Ну, понятно, что «о борьбе идеологий» сказано, чтобы сценарий приняли. Так делали все: сначала надо было показать, что ты «свой», а не «буржуазный». А потом и «проталкивай» свои идеи и образы.
Но вот и другой момент предисловия:
«Сам процесс созревания замысла и последующего создания иконы носит ярко выраженный реалистический характер, чуждый какой бы то ни было “божественности”».
Неужели так действительно думали авторы?
Вряд ли. Конечно, они знали, что монах не может писать икону без веры, без молитвы. Конечно, они видели летописный рисунок, где Андрей Рублев изображен пишущим Божественные лики, а за спиной его стоит ангел, который водит рукой иконописца.
Да, Тарковский только постигал христианские идеи, но в процессе работы он не мог не проникнуться духом и силой веры.
Это неизбежно. Мне неоднократно приходилось наблюдать, как менялись люди при возведении храмов. Приходили к православию архитекторы, крестились проектировщики, иначе вели себя строители. Куда-то исчезали и грубость, и сквернословие, появлялись высокая ответственность и строгость в работе. Это были видимые приметы изменения поведения людей, а какая работа шла в душе – ведомо одному Богу.
Все творчество Андрея Арсеньевича Тарковского есть строительство Храма души. И отчетливо это строительство началось с «Андрея Рублева».
Есть режиссеры, которые могут делать что угодно – мюзикл, детектив, историческую драму и т. д. Причем с позиций абсолютно разных. Пример тому – друг юности Тарковского, вместе с которым они писали сценарий «Рублева».
Андрей Арсеньевич – противоположный пример. Он строил один и тот же дом – одни и те же «блоки» этого дома создавались в разных фильмах: в «Андрее Рублеве» оказался фундамент (торжество Воскресения); в «Солярисе» – взыскание совести; в «Зеркале» – покаяние перед смертью; в «Сталкере» – недостижимость счастья без твердой веры и так далее.
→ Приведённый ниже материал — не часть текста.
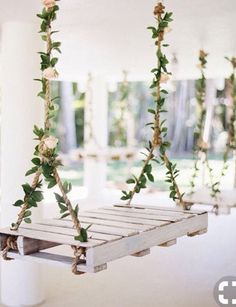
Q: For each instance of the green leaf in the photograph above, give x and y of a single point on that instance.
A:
(36, 161)
(37, 196)
(83, 237)
(152, 111)
(32, 171)
(59, 198)
(54, 61)
(18, 203)
(27, 188)
(52, 183)
(62, 207)
(65, 215)
(130, 181)
(27, 220)
(150, 177)
(27, 213)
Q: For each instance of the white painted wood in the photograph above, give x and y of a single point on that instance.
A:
(3, 241)
(156, 212)
(117, 224)
(172, 209)
(59, 260)
(222, 210)
(132, 212)
(107, 246)
(123, 218)
(69, 231)
(142, 253)
(52, 237)
(145, 240)
(169, 243)
(28, 246)
(227, 198)
(197, 233)
(106, 229)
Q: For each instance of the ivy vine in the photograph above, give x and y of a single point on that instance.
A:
(45, 161)
(231, 127)
(158, 142)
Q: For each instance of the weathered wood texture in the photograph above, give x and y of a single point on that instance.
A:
(223, 202)
(116, 232)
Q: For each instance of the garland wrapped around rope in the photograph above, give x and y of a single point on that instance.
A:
(161, 75)
(45, 160)
(201, 147)
(231, 127)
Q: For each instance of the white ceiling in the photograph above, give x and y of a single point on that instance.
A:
(108, 36)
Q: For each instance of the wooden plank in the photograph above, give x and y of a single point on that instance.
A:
(116, 224)
(52, 237)
(3, 241)
(59, 260)
(145, 240)
(227, 198)
(94, 228)
(69, 231)
(132, 212)
(142, 253)
(196, 233)
(169, 243)
(172, 209)
(155, 212)
(123, 218)
(28, 246)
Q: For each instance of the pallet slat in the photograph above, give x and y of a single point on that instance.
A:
(154, 212)
(132, 220)
(110, 241)
(94, 228)
(52, 237)
(69, 231)
(132, 212)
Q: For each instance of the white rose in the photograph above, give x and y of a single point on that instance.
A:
(164, 78)
(49, 3)
(51, 142)
(50, 73)
(167, 30)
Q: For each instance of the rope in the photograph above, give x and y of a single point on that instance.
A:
(78, 253)
(25, 206)
(74, 218)
(11, 244)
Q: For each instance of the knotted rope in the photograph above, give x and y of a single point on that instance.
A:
(11, 244)
(25, 206)
(78, 253)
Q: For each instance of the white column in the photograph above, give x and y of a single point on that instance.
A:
(95, 169)
(67, 120)
(20, 281)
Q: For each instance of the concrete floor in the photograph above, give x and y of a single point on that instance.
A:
(183, 275)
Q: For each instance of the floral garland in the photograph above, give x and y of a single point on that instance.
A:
(45, 161)
(119, 123)
(200, 147)
(161, 75)
(231, 140)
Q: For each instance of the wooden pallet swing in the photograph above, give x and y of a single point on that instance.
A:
(221, 201)
(105, 234)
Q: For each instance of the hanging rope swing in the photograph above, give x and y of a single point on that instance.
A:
(108, 233)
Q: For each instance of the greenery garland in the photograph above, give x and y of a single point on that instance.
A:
(161, 75)
(119, 123)
(231, 140)
(200, 147)
(45, 161)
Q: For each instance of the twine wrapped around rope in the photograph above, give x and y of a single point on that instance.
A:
(11, 244)
(25, 206)
(78, 253)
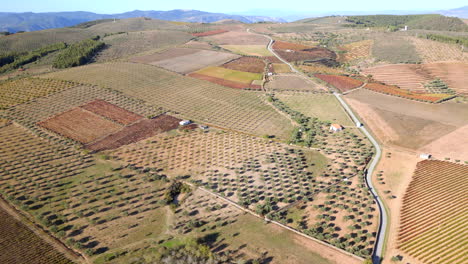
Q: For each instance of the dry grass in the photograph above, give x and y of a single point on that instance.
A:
(192, 98)
(433, 51)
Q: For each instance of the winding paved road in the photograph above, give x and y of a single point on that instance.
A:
(380, 239)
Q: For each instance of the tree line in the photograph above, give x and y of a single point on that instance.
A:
(78, 53)
(14, 60)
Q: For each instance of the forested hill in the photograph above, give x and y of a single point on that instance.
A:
(429, 22)
(14, 22)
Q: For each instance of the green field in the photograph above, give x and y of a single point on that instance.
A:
(250, 50)
(231, 75)
(322, 106)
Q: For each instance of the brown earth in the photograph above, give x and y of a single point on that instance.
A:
(80, 125)
(453, 145)
(414, 76)
(291, 83)
(113, 112)
(136, 132)
(238, 38)
(246, 64)
(309, 54)
(450, 113)
(223, 82)
(397, 174)
(393, 128)
(195, 61)
(167, 54)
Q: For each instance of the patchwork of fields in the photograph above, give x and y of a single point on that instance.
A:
(97, 156)
(192, 98)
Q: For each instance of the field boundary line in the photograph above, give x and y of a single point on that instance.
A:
(274, 222)
(381, 232)
(41, 232)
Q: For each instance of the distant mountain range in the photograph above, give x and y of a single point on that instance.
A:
(14, 22)
(294, 15)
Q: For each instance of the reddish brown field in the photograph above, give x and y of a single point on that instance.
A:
(223, 82)
(433, 215)
(80, 125)
(282, 45)
(246, 64)
(395, 91)
(413, 76)
(310, 54)
(136, 132)
(343, 83)
(272, 59)
(113, 112)
(209, 33)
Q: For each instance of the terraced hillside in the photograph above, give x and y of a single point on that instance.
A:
(432, 227)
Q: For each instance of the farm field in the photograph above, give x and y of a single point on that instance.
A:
(80, 125)
(304, 55)
(209, 33)
(281, 68)
(433, 213)
(136, 132)
(317, 68)
(95, 166)
(343, 83)
(237, 38)
(246, 64)
(112, 112)
(323, 106)
(413, 76)
(22, 245)
(193, 61)
(292, 83)
(406, 123)
(356, 50)
(126, 44)
(230, 75)
(432, 51)
(227, 83)
(395, 91)
(23, 90)
(200, 100)
(248, 50)
(451, 145)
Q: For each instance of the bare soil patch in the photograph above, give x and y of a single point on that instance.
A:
(167, 54)
(313, 54)
(195, 61)
(238, 38)
(450, 113)
(292, 83)
(413, 76)
(80, 125)
(453, 145)
(223, 82)
(136, 132)
(246, 64)
(113, 112)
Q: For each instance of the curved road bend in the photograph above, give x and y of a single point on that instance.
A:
(380, 239)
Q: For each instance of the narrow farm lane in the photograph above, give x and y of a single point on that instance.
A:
(380, 239)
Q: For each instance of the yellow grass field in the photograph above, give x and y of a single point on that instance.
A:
(250, 50)
(231, 75)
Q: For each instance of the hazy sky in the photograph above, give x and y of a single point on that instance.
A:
(119, 6)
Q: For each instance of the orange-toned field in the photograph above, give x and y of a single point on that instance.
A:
(356, 50)
(80, 125)
(434, 213)
(413, 76)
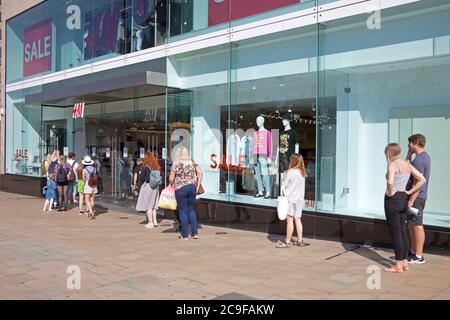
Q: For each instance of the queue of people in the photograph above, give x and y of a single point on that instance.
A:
(67, 178)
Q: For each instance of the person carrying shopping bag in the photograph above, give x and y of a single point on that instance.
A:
(149, 180)
(293, 187)
(186, 177)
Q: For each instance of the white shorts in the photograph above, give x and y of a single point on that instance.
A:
(295, 209)
(89, 190)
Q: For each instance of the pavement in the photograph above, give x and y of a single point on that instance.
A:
(66, 256)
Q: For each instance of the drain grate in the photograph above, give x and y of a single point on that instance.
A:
(234, 296)
(352, 248)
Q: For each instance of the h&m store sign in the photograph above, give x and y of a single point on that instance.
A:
(38, 46)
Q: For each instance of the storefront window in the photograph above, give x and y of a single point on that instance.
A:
(189, 18)
(234, 87)
(58, 35)
(383, 86)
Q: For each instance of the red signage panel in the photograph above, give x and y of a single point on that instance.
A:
(219, 10)
(78, 110)
(37, 48)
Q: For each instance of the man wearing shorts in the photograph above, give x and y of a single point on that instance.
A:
(422, 162)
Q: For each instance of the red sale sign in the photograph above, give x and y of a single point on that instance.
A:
(220, 11)
(78, 110)
(37, 48)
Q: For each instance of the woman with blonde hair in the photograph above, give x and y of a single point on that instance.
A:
(396, 203)
(80, 187)
(187, 177)
(61, 172)
(293, 187)
(150, 180)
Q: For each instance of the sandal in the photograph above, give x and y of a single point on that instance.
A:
(284, 244)
(394, 269)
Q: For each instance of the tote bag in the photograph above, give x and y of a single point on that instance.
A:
(283, 204)
(167, 199)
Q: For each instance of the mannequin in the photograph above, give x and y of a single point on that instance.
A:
(262, 151)
(289, 144)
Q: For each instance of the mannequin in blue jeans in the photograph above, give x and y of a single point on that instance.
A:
(185, 200)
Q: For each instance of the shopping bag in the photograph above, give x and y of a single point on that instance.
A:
(283, 204)
(167, 199)
(283, 207)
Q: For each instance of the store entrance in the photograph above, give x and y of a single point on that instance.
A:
(117, 137)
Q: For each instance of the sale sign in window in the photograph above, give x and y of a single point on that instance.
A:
(221, 11)
(37, 48)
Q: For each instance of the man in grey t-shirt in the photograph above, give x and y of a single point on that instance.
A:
(422, 162)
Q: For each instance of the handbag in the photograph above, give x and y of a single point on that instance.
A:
(167, 199)
(200, 190)
(283, 205)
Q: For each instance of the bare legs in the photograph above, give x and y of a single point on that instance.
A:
(89, 206)
(290, 228)
(151, 215)
(417, 235)
(81, 200)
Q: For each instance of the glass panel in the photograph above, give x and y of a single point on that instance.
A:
(23, 139)
(387, 84)
(253, 10)
(58, 35)
(201, 78)
(272, 115)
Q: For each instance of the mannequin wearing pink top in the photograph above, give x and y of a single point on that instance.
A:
(262, 150)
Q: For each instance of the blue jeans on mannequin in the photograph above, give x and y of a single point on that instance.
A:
(185, 201)
(262, 170)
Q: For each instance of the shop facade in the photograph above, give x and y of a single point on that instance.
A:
(333, 80)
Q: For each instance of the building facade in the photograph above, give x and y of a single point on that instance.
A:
(114, 78)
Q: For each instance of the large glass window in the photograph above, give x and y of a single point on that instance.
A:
(379, 86)
(58, 35)
(272, 78)
(189, 17)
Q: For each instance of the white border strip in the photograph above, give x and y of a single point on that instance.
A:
(292, 20)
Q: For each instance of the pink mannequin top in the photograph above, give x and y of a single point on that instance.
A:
(262, 143)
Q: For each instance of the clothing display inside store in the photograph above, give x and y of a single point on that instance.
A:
(255, 158)
(120, 28)
(289, 144)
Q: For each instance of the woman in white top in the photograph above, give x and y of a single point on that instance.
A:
(294, 189)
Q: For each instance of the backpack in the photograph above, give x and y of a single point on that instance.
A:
(51, 167)
(155, 179)
(61, 175)
(93, 178)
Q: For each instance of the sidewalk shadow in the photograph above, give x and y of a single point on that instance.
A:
(274, 238)
(100, 210)
(368, 253)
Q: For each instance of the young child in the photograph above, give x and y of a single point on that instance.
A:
(50, 194)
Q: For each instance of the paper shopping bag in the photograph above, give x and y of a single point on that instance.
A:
(167, 199)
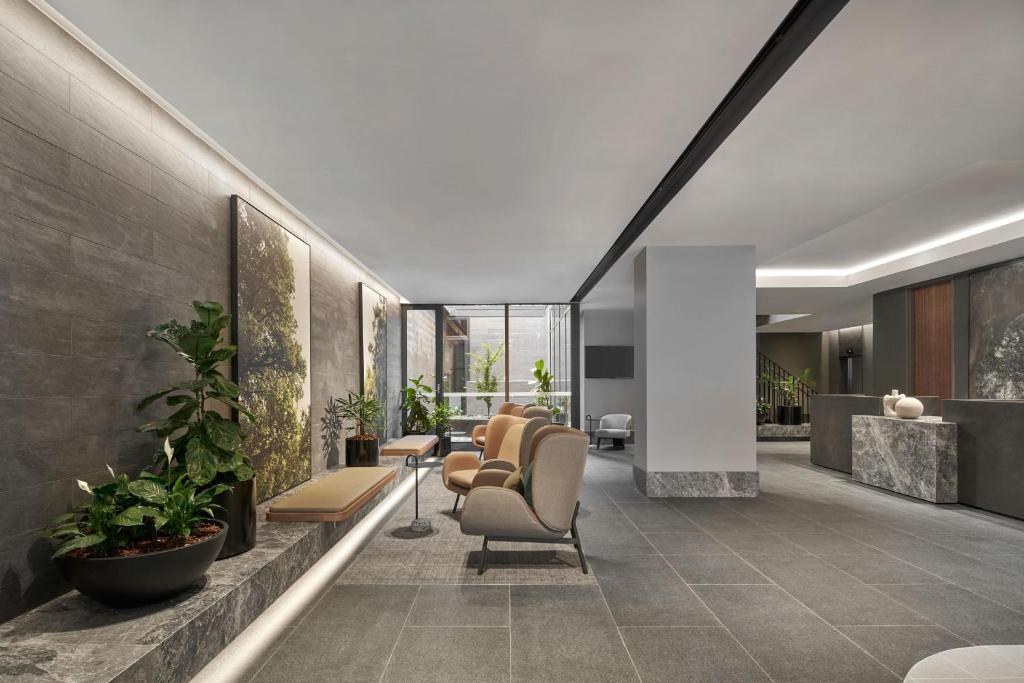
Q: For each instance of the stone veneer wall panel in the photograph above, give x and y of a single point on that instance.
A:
(114, 217)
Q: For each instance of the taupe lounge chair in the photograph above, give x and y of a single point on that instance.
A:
(556, 460)
(479, 431)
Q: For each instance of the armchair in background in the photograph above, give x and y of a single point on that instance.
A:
(615, 427)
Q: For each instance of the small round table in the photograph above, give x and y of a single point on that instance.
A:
(418, 463)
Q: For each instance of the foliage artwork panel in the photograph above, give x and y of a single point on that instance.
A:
(373, 318)
(271, 282)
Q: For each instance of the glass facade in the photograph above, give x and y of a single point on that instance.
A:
(489, 354)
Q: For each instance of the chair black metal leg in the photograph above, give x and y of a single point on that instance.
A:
(483, 557)
(579, 544)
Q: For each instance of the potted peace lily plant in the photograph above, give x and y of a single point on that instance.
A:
(361, 414)
(139, 541)
(206, 445)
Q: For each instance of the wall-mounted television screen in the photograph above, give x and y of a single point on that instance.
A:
(609, 361)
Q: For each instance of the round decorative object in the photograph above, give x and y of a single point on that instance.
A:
(889, 402)
(909, 408)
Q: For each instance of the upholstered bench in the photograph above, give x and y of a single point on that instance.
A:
(334, 498)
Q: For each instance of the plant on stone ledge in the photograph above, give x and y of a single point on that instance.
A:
(203, 441)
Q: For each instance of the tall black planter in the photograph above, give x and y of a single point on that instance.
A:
(361, 453)
(238, 510)
(790, 415)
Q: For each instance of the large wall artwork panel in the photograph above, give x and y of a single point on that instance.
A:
(271, 318)
(997, 332)
(373, 347)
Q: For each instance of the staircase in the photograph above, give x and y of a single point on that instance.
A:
(773, 396)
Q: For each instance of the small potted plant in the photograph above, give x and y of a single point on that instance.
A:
(139, 541)
(206, 444)
(363, 413)
(440, 418)
(790, 413)
(416, 406)
(543, 381)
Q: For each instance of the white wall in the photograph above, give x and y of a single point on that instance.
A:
(694, 336)
(601, 396)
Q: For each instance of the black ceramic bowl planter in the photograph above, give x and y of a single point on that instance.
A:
(790, 415)
(238, 511)
(142, 580)
(361, 452)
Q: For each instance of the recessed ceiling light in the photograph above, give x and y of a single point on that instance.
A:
(950, 238)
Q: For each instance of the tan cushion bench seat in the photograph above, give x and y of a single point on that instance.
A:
(334, 498)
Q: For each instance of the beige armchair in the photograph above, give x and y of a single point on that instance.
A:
(478, 435)
(503, 441)
(556, 459)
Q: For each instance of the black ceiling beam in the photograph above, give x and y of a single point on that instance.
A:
(794, 35)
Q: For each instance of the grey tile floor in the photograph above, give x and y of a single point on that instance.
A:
(819, 579)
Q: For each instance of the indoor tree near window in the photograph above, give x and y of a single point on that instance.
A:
(483, 368)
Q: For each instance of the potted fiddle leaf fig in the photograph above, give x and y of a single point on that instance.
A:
(139, 541)
(415, 402)
(363, 414)
(205, 444)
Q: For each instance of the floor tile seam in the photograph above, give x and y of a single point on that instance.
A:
(918, 514)
(397, 638)
(884, 552)
(888, 554)
(706, 605)
(619, 631)
(805, 606)
(291, 633)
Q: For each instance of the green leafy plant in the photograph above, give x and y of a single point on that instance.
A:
(543, 380)
(203, 440)
(415, 401)
(364, 413)
(483, 367)
(790, 386)
(440, 417)
(152, 512)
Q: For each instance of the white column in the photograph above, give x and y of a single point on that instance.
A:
(695, 367)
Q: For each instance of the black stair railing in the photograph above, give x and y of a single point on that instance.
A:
(769, 374)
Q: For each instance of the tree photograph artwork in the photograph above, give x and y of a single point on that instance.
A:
(271, 317)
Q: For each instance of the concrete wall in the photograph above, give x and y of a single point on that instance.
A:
(601, 396)
(113, 218)
(695, 359)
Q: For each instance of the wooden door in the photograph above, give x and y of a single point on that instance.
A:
(933, 340)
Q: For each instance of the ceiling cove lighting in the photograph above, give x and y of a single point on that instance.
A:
(977, 228)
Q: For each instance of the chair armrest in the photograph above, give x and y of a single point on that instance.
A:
(459, 461)
(498, 465)
(496, 511)
(489, 477)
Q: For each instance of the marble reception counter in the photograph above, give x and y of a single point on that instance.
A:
(911, 457)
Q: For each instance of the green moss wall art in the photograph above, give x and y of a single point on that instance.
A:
(373, 347)
(271, 330)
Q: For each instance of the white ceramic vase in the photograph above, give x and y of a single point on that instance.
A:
(889, 402)
(909, 408)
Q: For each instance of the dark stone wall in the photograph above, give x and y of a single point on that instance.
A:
(113, 218)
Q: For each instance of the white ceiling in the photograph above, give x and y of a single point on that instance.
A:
(470, 151)
(902, 123)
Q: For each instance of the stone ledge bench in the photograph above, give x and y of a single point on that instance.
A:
(75, 639)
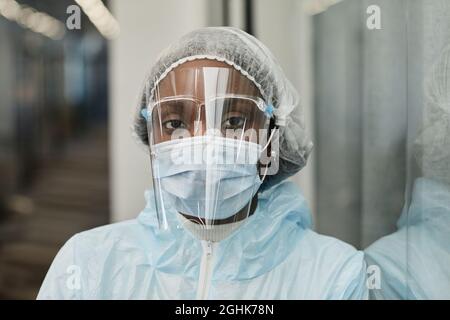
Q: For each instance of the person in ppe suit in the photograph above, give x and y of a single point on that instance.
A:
(224, 130)
(414, 261)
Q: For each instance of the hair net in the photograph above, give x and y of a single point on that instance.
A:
(254, 60)
(433, 144)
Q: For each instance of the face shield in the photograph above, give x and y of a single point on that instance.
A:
(208, 127)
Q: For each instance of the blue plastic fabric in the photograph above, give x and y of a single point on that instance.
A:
(414, 261)
(273, 255)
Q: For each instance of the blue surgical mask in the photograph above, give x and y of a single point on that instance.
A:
(207, 177)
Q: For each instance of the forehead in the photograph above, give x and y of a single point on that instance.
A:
(194, 78)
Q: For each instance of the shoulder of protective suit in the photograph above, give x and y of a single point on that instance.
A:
(338, 263)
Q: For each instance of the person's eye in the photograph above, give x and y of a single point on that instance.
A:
(234, 122)
(174, 124)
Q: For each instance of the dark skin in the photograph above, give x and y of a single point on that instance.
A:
(178, 85)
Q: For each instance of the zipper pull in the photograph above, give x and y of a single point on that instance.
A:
(208, 248)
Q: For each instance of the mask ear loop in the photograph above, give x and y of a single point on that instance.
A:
(272, 153)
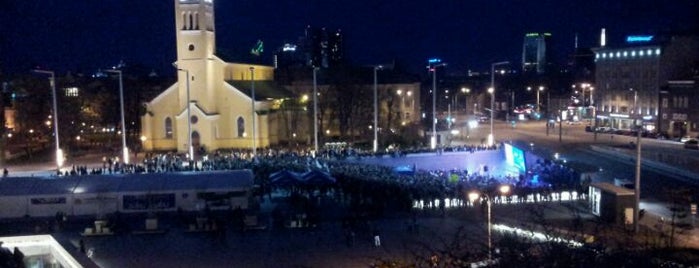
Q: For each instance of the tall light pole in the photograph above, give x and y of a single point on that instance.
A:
(376, 108)
(538, 103)
(52, 82)
(491, 137)
(125, 149)
(254, 130)
(473, 196)
(637, 183)
(434, 63)
(466, 91)
(315, 109)
(190, 147)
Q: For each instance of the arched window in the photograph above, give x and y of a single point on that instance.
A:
(241, 127)
(168, 128)
(196, 21)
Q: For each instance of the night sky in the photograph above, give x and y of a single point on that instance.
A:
(84, 35)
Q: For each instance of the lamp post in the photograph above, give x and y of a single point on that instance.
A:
(52, 82)
(315, 109)
(466, 91)
(504, 189)
(125, 149)
(434, 63)
(637, 182)
(254, 130)
(190, 148)
(376, 108)
(491, 137)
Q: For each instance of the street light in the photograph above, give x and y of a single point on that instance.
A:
(190, 148)
(123, 122)
(376, 108)
(315, 109)
(466, 91)
(637, 182)
(434, 63)
(538, 103)
(254, 130)
(491, 136)
(59, 152)
(473, 196)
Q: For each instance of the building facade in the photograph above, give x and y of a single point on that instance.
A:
(629, 78)
(679, 108)
(536, 52)
(220, 104)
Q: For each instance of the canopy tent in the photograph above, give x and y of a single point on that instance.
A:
(285, 178)
(318, 178)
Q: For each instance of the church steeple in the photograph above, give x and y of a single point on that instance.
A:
(194, 25)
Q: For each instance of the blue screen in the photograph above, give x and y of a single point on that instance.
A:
(515, 157)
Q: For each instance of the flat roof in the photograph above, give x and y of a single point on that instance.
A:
(167, 181)
(611, 188)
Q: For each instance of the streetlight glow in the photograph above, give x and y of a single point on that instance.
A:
(123, 124)
(59, 152)
(491, 90)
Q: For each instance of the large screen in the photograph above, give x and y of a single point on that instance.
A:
(515, 157)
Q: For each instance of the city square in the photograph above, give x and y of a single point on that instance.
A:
(371, 139)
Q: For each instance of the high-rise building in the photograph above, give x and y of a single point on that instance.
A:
(322, 48)
(536, 52)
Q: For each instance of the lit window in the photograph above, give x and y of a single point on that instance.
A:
(168, 128)
(241, 127)
(71, 92)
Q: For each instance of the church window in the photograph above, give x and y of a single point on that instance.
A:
(168, 128)
(241, 127)
(196, 21)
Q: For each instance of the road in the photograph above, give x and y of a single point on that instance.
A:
(574, 146)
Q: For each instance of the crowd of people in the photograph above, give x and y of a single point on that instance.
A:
(361, 184)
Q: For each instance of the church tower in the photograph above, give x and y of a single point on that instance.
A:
(196, 43)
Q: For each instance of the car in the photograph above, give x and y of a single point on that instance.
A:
(692, 144)
(686, 138)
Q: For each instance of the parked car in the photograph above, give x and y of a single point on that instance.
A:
(692, 144)
(686, 138)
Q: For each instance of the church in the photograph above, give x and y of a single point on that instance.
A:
(214, 104)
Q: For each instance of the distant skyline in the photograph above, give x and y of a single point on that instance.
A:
(85, 35)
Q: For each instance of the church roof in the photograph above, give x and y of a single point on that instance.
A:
(264, 89)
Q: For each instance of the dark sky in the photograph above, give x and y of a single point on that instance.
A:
(85, 35)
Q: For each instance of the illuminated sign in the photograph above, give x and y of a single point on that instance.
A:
(639, 38)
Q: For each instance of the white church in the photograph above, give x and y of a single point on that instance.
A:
(211, 105)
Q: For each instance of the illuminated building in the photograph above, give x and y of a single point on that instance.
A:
(536, 52)
(629, 77)
(211, 104)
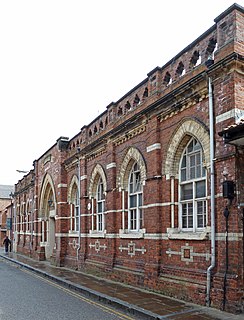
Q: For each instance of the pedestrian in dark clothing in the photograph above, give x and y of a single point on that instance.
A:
(7, 244)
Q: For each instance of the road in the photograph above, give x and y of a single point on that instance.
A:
(25, 295)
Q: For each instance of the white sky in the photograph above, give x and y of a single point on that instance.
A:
(63, 62)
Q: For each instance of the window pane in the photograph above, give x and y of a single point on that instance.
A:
(133, 219)
(133, 201)
(100, 207)
(198, 172)
(192, 161)
(186, 191)
(200, 189)
(192, 173)
(140, 200)
(183, 174)
(183, 162)
(190, 147)
(201, 214)
(187, 215)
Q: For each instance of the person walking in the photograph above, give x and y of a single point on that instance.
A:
(7, 244)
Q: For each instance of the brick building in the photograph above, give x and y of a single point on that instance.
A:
(5, 211)
(149, 193)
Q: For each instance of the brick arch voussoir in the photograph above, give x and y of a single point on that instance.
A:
(133, 155)
(96, 173)
(186, 130)
(73, 182)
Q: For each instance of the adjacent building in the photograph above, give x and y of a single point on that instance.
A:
(150, 193)
(6, 193)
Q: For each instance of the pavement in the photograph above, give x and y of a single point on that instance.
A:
(137, 302)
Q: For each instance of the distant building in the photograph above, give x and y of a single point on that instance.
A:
(150, 193)
(5, 211)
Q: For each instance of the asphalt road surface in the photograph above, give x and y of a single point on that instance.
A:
(25, 295)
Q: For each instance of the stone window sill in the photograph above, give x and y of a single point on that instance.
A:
(97, 234)
(132, 234)
(175, 233)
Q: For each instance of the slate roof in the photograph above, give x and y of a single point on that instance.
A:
(5, 191)
(234, 134)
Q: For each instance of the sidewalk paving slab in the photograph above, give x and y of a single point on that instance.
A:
(141, 303)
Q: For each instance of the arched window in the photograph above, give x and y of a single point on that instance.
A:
(100, 200)
(192, 188)
(75, 208)
(135, 217)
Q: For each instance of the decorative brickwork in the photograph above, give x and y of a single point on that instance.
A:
(129, 197)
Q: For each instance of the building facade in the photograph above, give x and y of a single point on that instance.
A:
(6, 211)
(149, 193)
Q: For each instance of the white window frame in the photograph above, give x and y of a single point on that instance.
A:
(75, 210)
(135, 194)
(194, 200)
(100, 206)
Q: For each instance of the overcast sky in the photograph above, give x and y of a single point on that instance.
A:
(63, 62)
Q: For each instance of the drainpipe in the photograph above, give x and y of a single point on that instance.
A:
(212, 186)
(79, 226)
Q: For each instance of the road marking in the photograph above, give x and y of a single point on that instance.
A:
(78, 296)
Еще раз вернемся к предисловию сценария «Андрей Рублев», чтобы увидеть, что путь ко Христу заложен уже здесь:
«Одним из главных героев нашего сценария является гениальный художник – Андрей Рублев, творчество которого являет собой ярчайший пример служения народу и его идеалам в условиях татарского ига и жестоких внутренних междоусобиц».
Как же выразить эти идеалы «гениального художника», обойдя его веру, его главное творение «Троицу»? И каковы эти идеалы? Ведь как ни старайся, а не обойдешь того главного, что есть в «Троице», «единой и нераздельной», животворящей, являющейся краеугольным камнем православной веры.
К пониманию этого смысла и шел Андрей Тарковский, а вместе с ним и Анатолий. Путь им предстоял тернистый. Когда сценарий приняли, надо было пройти и период съемок – ведь съемочный материал просматривали надсмотрщики со студии, вмешиваясь в творческий процесс. Затем шла приемка после монтажа фильма, опять сыпались замечания и «поправки». Потом шла сдача фильма в Госкино, опять надо было отстаивать свою позицию, получать удары, иногда прямо в сердце. Поэтому Андрей Арсеньевич, когда его спрашивали: «А что ты хотел сказать вот этим эпизодом? Этим кадром? Фильмом?» или отмалчивался, или говорил: «Смотрите на экран. Там все сказано». Надо было иметь сильный характер, волю, понимание того, что ты занят ответственным, серьезным делом, творчеством, нужным и твоей душе, и твоему народу, чтобы выстоять, пройти до конца по избранному пути.
Слава Богу, у Тарковского эти качества были, а актер, которого он выбрал на главную роль, был готов к самопожертвованию. И это режиссер увидел, потому и выбрал Анатолия на главную роль.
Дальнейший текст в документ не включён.